CHICAGO - Credit quality is beginning to deteriorate across the not-for-profit health care sector as providers grapple with an array of financial pressures, said Standard & Poor's in a pair of reports on the sector released yesterday.

While the same pressures are hitting health care systems and stand-alone hospitals, systems are generally more capable of withstanding the problems, analysts said. Despite declines in operating margins and other key fiscal measures, many higher-rated systems continued to turn in strong performances last year and through the first half of 2008.

Soft volumes, bad debt, declining operating margins, declining investment returns, and the national larger economic slowdown are all squeezing margins across the sector, analysts said. For the second year in a row, operating margins declined across the sector.

"What we saw in this decade so far is the sector as a whole, both systems and stand-alones, did fairly well, and their median ratios got stronger," said Liz Sweeney, director of health care ratings at Standard & Poor's. "Last year we saw that flatten out and this year start to flatten some more."

When it comes to stand-alone hospitals, Standard & Poor's downgraded 45 hospitals and upgraded 26 in 2007. So far this year the rating agency downgraded 31 and upgraded 11. The number of system downgrades more than doubled this year from 2007. Analysts expect the trend to continue in light of deteriorating operations and aggressive capital plans.
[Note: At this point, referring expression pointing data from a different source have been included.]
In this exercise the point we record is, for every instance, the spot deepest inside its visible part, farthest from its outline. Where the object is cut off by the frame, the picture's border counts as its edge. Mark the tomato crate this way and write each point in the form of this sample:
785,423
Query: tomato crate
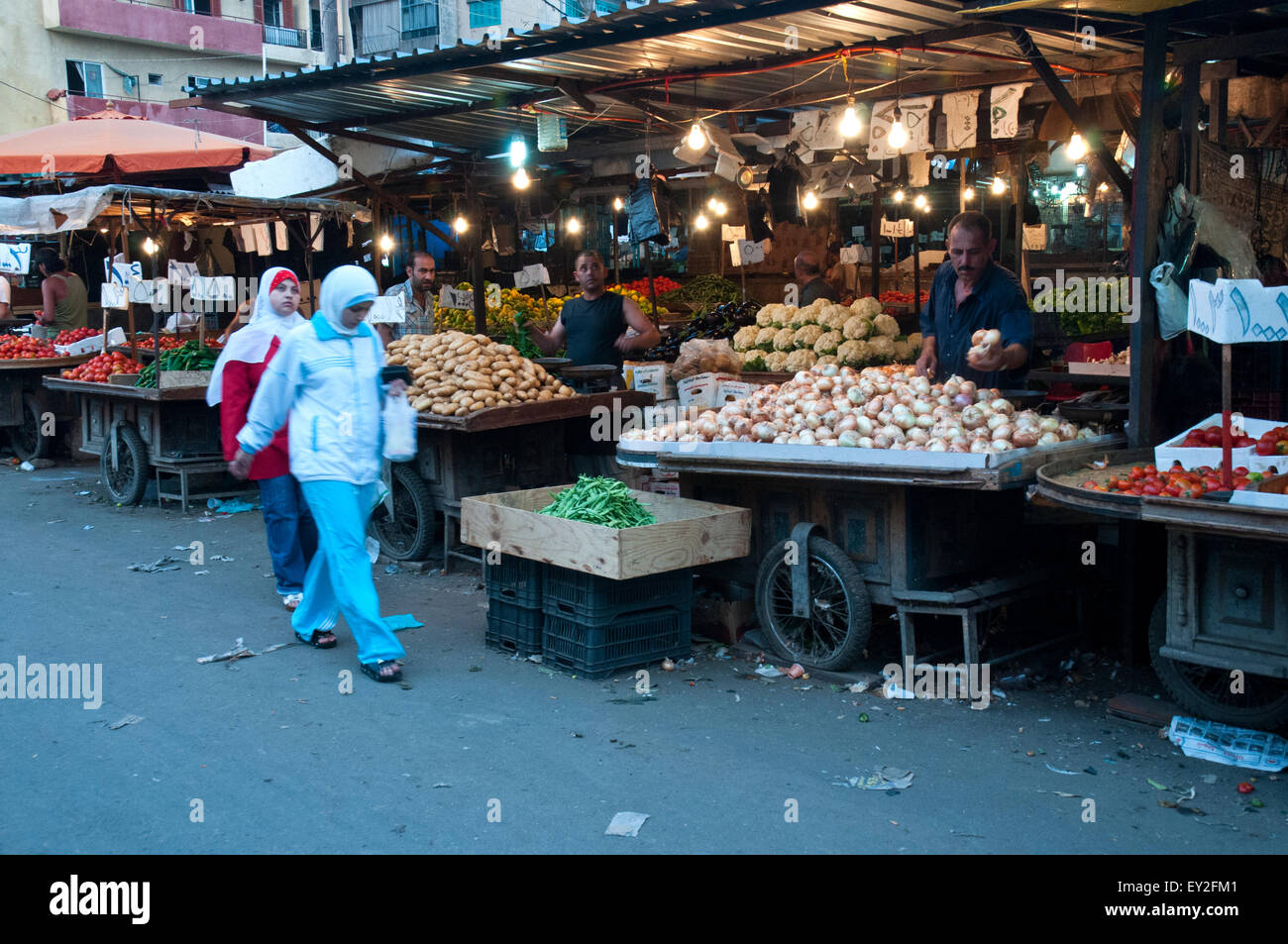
597,600
515,579
514,629
599,651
The turmoil in the capital markets starting in late 2007 has meant a drop in investment returns - an area that had been one of the few bright spots for stand-alone facilities last year. The continued turmoil likely will mean greater declines throughout 2008, analysts said.

On top of investment losses, many providers have been faced this year with a spike in interest-rate costs as a result of the collapse of the auction-rate debt market, a debt market long favored by health care providers.

"[Last] year as a whole was pretty good in investment markets so hospitals did okay in the end because their investments held up really well, but if you look at operating income, it was down across the board," Sweeney said.

Providers rated A or higher have increased capital spending in recent years, according to the report.

"In general in the last couple of years we've really seen a lot more capital expenditures," said analyst Cynthia Keller Macdonald.

The spending has resulted in a relatively low average facility age of about 10.5 years or less for providers rated A or higher. Spending was down among triple-B rated credits, said analysts.

"I don't think we've seen the end of it," Keller Macdonald said.

"I don't think financial pressures are going to go away; they're going to stay the same or potentially increase, especially because of issues in investment markets," she said. "That's helped to boost cash flow and put money in the bank as a cushion and going forward, that [investment decline], combined with regular industry pressure we're seeing, things could get slightly worse."